"Na dobre i na złe": popełni duży błąd. Narazi szpital na straty?
W 970. odcinku serialu "Na dobre i na złe" doktor Berger przeżywa trudny dzień, mając problem z pogodzeniem obowiązków dyrektora z pracą na sali operacyjnej. Błąd, którego się dopuścił, będzie wiązał się z poważnymi konsekwencjami. Tego samego dnia będzie musiał także stawić czoła zarzutom doktora Molendy.
Trudny dzień czeka doktora Begera, który przez kilka godzin będzie walczył o życie kolejnego pacjenta - na sali operacyjnej. Tuż po zabiegu Maks za to odkryje, jak trudno pogodzić pracę chirurga ze stanowiskiem dyrektora... i w końcu wyzna Glorii, że popełnił błąd, który może kosztować szpital fortunę.

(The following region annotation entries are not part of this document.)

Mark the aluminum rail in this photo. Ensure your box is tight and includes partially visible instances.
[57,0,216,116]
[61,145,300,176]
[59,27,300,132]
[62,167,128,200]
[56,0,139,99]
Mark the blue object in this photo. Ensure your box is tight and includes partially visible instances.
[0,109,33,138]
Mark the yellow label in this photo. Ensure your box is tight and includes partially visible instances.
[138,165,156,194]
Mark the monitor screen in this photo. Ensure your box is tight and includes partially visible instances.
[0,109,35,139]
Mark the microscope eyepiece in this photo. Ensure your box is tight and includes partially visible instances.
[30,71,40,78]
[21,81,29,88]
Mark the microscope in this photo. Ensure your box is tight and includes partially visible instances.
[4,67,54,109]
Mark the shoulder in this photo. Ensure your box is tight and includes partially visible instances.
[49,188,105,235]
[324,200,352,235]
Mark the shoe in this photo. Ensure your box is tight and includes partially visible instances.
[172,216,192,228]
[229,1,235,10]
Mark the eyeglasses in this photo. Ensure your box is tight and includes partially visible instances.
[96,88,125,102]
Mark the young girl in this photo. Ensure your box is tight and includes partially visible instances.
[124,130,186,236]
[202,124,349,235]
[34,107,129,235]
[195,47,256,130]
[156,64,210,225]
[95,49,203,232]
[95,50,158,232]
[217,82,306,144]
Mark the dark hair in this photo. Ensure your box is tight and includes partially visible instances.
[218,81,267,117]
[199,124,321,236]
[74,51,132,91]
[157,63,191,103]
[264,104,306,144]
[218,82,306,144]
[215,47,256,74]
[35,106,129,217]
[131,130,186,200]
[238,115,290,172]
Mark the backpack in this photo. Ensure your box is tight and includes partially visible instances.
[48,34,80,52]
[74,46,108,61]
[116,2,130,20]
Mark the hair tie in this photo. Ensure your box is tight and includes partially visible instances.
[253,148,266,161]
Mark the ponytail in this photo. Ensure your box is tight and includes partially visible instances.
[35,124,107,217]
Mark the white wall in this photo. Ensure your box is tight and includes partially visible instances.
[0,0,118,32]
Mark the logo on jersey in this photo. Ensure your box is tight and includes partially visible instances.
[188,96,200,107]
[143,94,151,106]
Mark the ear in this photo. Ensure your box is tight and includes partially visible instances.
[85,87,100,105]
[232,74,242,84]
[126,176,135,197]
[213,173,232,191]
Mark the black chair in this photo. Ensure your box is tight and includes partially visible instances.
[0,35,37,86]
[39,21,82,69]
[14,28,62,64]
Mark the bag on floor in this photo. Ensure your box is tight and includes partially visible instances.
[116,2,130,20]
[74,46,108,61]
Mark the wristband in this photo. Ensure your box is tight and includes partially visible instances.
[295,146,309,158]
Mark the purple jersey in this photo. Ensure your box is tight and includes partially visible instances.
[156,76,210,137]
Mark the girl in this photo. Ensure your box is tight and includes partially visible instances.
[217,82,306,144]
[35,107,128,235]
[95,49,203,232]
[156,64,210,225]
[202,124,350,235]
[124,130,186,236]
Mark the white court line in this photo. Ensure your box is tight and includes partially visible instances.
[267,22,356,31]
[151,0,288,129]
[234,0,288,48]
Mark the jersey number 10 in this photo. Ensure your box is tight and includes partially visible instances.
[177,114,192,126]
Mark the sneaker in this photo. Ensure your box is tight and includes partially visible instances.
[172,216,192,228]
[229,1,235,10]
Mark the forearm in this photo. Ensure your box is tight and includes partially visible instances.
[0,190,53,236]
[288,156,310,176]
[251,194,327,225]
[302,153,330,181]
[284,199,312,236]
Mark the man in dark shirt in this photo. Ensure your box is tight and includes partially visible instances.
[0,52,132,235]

- Mieliśmy dostać środki z Unii na bezpieczeństwo informatyczne. Miałem być o 15-tej u wojewody, żeby podpisać umowę...
- Nie można tego przełożyć?
- Nie. Deadline był dzisiaj... Środki dostanie ośrodek w Gdańsku.

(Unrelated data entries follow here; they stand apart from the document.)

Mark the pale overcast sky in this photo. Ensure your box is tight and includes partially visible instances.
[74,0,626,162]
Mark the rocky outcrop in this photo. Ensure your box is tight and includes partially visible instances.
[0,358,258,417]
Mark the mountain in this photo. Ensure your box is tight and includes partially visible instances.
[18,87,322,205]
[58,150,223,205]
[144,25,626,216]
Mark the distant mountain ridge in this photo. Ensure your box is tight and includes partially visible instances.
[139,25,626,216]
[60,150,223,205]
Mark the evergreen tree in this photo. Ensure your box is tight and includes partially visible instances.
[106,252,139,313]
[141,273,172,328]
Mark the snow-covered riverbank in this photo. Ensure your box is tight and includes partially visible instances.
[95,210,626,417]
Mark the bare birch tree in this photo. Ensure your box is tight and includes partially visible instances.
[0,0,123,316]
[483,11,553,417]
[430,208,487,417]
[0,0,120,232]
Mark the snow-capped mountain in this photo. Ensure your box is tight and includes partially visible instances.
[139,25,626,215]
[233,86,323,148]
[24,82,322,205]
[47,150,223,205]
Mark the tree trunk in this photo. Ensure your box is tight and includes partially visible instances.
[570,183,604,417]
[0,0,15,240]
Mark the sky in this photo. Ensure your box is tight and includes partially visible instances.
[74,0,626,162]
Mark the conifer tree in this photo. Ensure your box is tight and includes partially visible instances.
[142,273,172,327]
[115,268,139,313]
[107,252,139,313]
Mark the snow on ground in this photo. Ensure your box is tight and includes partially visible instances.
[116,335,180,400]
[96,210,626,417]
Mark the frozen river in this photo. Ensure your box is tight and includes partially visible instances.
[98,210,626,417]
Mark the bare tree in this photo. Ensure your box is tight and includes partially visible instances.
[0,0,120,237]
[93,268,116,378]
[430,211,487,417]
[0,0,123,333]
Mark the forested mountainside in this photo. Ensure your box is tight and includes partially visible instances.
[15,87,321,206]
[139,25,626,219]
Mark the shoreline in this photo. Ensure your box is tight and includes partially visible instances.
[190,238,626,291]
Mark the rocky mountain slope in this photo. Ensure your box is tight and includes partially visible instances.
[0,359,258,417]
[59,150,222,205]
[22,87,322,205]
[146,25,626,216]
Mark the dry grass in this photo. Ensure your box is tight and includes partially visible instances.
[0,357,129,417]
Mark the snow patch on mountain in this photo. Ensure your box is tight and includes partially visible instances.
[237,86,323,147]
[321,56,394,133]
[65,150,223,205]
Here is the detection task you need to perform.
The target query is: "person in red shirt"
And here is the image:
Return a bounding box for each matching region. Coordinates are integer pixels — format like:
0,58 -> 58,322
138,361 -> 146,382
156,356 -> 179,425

- Ważniejsze, że uratowałeś tego pacjenta...
- Tak... Problem polega na tym, że już zawarłem umowę przedwstępną na realizację... z karą umowną za niewywiązanie się z umowy. Sto tysięcy. Euro...
A chwilę później lekarz w dodatku ostro pokłóci się z doktorem Molendą - po tym, jak Dominika straciła pracę.
- Zwolniłeś ją przez raport, który napisała! Jesteś zwykłym zerem! Mściwym socjopatą!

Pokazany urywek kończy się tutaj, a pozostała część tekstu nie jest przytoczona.